Professional help for amateur caregivers

Posted on October 28, 2015 in Child & Family Delivery System

TheStar.com – Opinion/Commentary – Baycrest Health Science publishes caregiver’s guide to coach families through the challenges of dementia
Oct 28 2015.   By: Carol Goar, Star Columnist

The gold standard for dementia care in Canada is the Baycrest Health Sciences Centre.

The former Jewish Home for the Aged has blossomed into a teaching hospital/long term-care residence, housing one of the world’s top research institutes in cognitive neuroscience. It has a centre for memory and neurotherapeutics, outpatient clinics and support programs for caregivers and spouses. It is affiliated with the University of Toronto. It partners with other institutions such as Canada’s National Ballet School (to provide dance class for seniors with dementia). Over its 97-year history, it has become a repository of expertise on brain health and aging.

An estimated 747,000 Canadians are living with Alzheimer’s and other types of dementia. The number is expected to double within 15 years.

There is no cure for the cluster of cognitive disorders — Alzheimer’s disease being the most common — that rob individuals in the final third of their lives of their ability to remember, reason, communicate and care for themselves. Medicine can delay the onset of symptoms in some cases. In all cases it is possible to enrich the lives of seniors with dementia. That is where Baycrest excels.
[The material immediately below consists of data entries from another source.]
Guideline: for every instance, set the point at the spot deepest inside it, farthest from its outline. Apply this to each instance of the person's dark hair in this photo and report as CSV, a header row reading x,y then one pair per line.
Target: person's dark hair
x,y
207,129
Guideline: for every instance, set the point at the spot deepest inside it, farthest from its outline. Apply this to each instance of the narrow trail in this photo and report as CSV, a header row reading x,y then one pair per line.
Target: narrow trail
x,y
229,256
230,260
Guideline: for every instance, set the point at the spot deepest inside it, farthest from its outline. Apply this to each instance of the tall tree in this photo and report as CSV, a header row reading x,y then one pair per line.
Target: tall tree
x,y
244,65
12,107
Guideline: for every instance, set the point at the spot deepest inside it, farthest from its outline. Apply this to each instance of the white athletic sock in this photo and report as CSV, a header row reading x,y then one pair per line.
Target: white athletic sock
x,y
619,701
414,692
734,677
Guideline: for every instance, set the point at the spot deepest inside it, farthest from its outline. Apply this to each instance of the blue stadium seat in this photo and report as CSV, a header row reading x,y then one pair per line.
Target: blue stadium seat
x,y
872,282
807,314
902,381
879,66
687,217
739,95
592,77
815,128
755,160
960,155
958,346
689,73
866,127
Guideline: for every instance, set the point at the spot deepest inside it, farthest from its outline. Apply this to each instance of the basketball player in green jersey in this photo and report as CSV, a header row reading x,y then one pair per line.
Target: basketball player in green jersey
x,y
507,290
But the vast majority of families affected by dementia — even here in Toronto — will never set foot in the Baycrest Centre. So Baycrest is reaching out to them. It has just published Dementia: A Caregiver’s Guide, a 138-page book designed to share its knowledge and techniques with the 8 million informal caregivers — spouses, adult children, siblings and friends — who provide 75 per cent of dementia care in Canada.

“The guidebook is the next best thing to having a Baycrest adviser by your side to coach you through a caregiving challenge, make you feel better equipped for managing the next one and hopefully reduce unnecessary stress,” says co-author Bianca Stern. “We’ve found that families, especially the primary caregiver, need information on what changes to expect in their loved one, how to deal with them and where to go for help.”

The book lays out the whole journey from the first signs of forgetfulness to the end-of-life care. It covers feeding, bathing, dressing and grooming, incontinence, sex and intimacy, sleep issues, home safety, medication and legal issues. It also prepares caregivers for the exhaustion, stress, isolation, anger, guilt and depression they’re likely to experience.

It answers the delicate questions many caregivers are reluctant to articulate: How do I convince a spouse or parent to hang up the car keys? How do I keep loving a person who no longer recognizes me? How do I handle family disputes about treatment and end-of-life care?

The language is clear and easy to understand. Each chapter begins with a real-life example. There is a glossary so caregivers can decode the medical, legal and pharmacological terms they’ll encounter.

“We want to encourage caregivers to look beyond the missing pieces,” says Nina Rittenberg, the book’s other co-author. It is not uncommon for certain abilities to remain intact — familiar habits, specific memories and certain social skills. Tapping into these preserved abilities is an important part of delivering care and reducing agitation and anxiety in the person with dementia.”

The softcover publication is available for $27.99 (plus taxes and shipping) on the Baycrest site. An online version is in the works. People within Internet access can phone Baycrest at 416-785-2500 ext. 2705 to order a copy. Those who can’t afford to buy a copy will soon be able to borrow one from public libraries, community centres and public health clinics.

According to the World Health Organization, a new case of dementia occurs every four seconds. Countries with rapidly aging populations are the most susceptible. Canada doesn’t top the list — Japan does — but it is in the top tier.

For decades family caregivers have done the best they can with no training, no pay and little government support. Prime minister-designate Justin Trudeau has pledged to invest $3 billion in home care in his first mandate. Ontario Premier Kathleen Wynne has committed an additional $750 million for home and community care over the next three years. But as caregivers are acutely aware, promised money doesn’t always flow. Even when it does, it can take a long time to filter down to the local level. For the foreseeable future, they’ll be the ones providing the daily care, responding to the unforeseen crises, struggling to navigate the health-care system and trying to find time to look after themselves.

On days when it all seems overwhelming, a well-thumbed guidebook will help.